# Rack/Pannier Qs



## Plum (Sep 14, 2004)

Hey all out there. I'm wanting to get a rack setup with panniers for commuting and around town, and I have a couple of dilemmas:

I already run a full fender set, along with disc brakes, so I'm pretty well blocked up at the rear dropouts for eyelets. There isn't a second set on this particular frame, so I'd be looking at doubling up with the fender mount to make it work, if I can fit it around the caliper.

I also frequently tow a chariot, so I'm already using a non-standard QR on the rear, so a QR mounted rack won't work either.

My fork only has the lowrider eyelets on the D/Os, and it's already being used for the front fender, again along with disc brake caliper in the way too.

Is there an option for mouting a rear rack in place with all that I have going on? I should mention, this is a 29er frame too, which would probably limit rack options a little.

My other option is to get a surly fork (the pugsley 100mm) that has rack mounts seprately from the DO, allowing front rack usage with all my other crap. Will a front rack ONLY be unwieldy or awkward?
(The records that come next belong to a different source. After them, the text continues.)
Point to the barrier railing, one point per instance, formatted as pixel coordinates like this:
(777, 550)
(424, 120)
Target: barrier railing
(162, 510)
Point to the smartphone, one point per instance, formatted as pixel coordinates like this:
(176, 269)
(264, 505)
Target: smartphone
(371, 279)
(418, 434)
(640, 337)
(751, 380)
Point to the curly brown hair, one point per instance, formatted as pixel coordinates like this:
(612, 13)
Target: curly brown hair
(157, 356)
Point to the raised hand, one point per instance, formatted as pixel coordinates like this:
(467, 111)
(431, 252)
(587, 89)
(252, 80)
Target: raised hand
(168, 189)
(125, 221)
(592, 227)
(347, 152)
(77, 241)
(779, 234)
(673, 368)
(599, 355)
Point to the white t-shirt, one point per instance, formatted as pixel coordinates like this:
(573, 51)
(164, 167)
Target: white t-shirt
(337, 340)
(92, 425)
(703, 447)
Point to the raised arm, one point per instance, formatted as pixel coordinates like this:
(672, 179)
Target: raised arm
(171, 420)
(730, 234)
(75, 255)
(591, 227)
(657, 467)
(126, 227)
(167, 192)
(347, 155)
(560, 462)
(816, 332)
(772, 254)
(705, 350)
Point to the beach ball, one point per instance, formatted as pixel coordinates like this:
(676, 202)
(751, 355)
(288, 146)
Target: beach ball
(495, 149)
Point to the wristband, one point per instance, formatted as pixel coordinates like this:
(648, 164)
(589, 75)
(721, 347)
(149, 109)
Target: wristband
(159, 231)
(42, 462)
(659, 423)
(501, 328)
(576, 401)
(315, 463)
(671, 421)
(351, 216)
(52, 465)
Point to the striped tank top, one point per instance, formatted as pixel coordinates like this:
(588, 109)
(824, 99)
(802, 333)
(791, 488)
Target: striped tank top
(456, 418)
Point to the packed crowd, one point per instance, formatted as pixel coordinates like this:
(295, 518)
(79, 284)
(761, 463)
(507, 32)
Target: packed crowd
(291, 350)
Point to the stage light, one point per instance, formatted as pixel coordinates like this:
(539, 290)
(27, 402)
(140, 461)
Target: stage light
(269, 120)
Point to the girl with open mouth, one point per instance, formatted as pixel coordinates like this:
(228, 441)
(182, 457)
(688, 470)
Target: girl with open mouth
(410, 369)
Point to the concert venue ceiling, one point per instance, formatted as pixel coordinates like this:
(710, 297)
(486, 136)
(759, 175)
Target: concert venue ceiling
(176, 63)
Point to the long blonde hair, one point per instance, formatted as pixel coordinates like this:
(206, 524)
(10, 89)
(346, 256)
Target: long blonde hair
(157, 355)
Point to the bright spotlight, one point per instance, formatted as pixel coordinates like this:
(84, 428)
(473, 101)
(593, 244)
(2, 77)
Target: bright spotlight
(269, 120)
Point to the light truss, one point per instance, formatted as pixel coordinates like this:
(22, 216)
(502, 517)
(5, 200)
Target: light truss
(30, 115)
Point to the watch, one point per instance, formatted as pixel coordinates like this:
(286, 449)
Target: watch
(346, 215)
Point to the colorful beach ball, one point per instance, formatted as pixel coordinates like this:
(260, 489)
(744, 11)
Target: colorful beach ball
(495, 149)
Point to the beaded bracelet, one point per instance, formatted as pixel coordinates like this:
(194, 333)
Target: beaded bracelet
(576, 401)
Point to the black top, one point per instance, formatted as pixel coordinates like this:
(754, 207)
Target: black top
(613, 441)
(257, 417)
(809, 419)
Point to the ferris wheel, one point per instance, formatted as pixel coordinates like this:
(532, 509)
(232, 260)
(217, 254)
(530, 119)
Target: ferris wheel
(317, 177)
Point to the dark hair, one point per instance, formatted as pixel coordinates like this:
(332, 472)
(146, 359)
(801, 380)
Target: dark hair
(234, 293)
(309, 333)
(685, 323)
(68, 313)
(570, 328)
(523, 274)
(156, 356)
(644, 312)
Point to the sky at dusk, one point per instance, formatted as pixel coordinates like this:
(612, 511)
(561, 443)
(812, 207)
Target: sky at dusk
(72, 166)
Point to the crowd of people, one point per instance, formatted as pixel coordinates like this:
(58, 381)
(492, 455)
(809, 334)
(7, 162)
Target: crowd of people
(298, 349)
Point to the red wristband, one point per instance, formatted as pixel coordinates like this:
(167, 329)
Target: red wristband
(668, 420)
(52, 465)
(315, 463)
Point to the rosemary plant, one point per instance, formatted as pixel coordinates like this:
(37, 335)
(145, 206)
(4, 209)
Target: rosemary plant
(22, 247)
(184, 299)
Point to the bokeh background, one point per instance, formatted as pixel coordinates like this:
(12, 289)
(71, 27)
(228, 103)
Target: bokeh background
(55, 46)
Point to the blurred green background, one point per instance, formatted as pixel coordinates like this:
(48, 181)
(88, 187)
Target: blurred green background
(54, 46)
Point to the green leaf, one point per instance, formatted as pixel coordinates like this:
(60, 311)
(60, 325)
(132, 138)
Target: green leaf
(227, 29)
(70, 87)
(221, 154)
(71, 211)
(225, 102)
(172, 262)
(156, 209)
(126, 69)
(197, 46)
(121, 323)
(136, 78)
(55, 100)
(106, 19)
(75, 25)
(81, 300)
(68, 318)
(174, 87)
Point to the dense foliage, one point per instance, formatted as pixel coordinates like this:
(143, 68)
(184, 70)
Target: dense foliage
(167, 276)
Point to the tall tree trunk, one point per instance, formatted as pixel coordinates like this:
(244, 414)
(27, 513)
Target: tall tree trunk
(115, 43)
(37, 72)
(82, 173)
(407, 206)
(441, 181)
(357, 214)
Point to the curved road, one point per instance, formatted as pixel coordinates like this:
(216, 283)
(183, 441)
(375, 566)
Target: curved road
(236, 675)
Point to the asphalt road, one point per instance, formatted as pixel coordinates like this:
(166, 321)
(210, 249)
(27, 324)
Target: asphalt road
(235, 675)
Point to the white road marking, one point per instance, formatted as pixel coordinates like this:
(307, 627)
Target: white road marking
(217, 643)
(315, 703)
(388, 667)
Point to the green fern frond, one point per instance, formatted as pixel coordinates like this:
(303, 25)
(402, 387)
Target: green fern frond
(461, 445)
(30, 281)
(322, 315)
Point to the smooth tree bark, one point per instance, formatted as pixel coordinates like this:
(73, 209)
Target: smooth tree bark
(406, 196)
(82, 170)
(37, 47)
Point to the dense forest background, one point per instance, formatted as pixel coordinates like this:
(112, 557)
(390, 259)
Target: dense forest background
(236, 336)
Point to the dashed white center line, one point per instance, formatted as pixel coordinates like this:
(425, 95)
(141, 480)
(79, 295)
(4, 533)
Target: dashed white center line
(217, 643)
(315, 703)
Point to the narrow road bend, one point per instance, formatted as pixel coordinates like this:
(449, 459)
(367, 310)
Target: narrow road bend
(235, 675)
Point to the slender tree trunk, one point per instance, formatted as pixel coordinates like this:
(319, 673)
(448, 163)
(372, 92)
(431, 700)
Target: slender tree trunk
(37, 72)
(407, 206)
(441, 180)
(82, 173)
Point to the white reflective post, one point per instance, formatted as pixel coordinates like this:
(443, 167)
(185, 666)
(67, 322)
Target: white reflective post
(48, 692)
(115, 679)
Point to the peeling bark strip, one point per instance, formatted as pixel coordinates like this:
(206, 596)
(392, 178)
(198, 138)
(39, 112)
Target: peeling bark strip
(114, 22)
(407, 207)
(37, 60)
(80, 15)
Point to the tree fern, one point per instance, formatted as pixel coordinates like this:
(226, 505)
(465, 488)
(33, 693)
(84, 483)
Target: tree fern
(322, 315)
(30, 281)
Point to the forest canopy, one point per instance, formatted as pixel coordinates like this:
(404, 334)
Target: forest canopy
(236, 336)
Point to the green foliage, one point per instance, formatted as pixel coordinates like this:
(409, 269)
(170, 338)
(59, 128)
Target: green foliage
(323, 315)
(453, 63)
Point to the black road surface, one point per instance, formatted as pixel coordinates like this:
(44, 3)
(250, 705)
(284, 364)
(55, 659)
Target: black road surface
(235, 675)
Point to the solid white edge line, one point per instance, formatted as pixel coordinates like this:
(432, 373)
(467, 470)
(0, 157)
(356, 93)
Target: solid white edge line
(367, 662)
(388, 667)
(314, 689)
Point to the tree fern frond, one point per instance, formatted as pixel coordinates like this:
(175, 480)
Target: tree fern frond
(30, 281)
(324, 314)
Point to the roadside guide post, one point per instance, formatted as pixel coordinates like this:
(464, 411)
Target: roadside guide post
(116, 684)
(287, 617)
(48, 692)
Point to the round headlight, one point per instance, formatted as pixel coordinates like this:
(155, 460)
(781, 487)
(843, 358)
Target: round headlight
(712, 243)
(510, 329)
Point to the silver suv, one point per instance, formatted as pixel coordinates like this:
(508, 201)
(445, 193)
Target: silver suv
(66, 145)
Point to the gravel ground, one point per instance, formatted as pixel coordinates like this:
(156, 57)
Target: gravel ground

My bike is non-suspension corrected, so the fork is the right length for me (within 7mm anyway) so that's not an issue.

I don't want to lose the fenders for obvious reasons, but would really like a place to haul that's not on my back...

Thanks for the input.

Plum


----------



## Zaphod (Feb 2, 2004)

I'm not saying this will work perfectly for you ... but it might. I have one on order and expect it will allow me to roll sans Chariot for some excursions with kids while still supporting it as needed. Before you dismiss it, check some of the blog stuff where they show some guys bombing some rocky Moab-esque trails like they stole it.

What I'm talking about is this !


----------



## Plum (Sep 14, 2004)

Well, as cool as the extracycle/big dummy is, I'm not looking to haul THAT much. The chariot isn't specifically the problem, and the fact that when the chariot isn't on the bike it's a normal bike is good for me.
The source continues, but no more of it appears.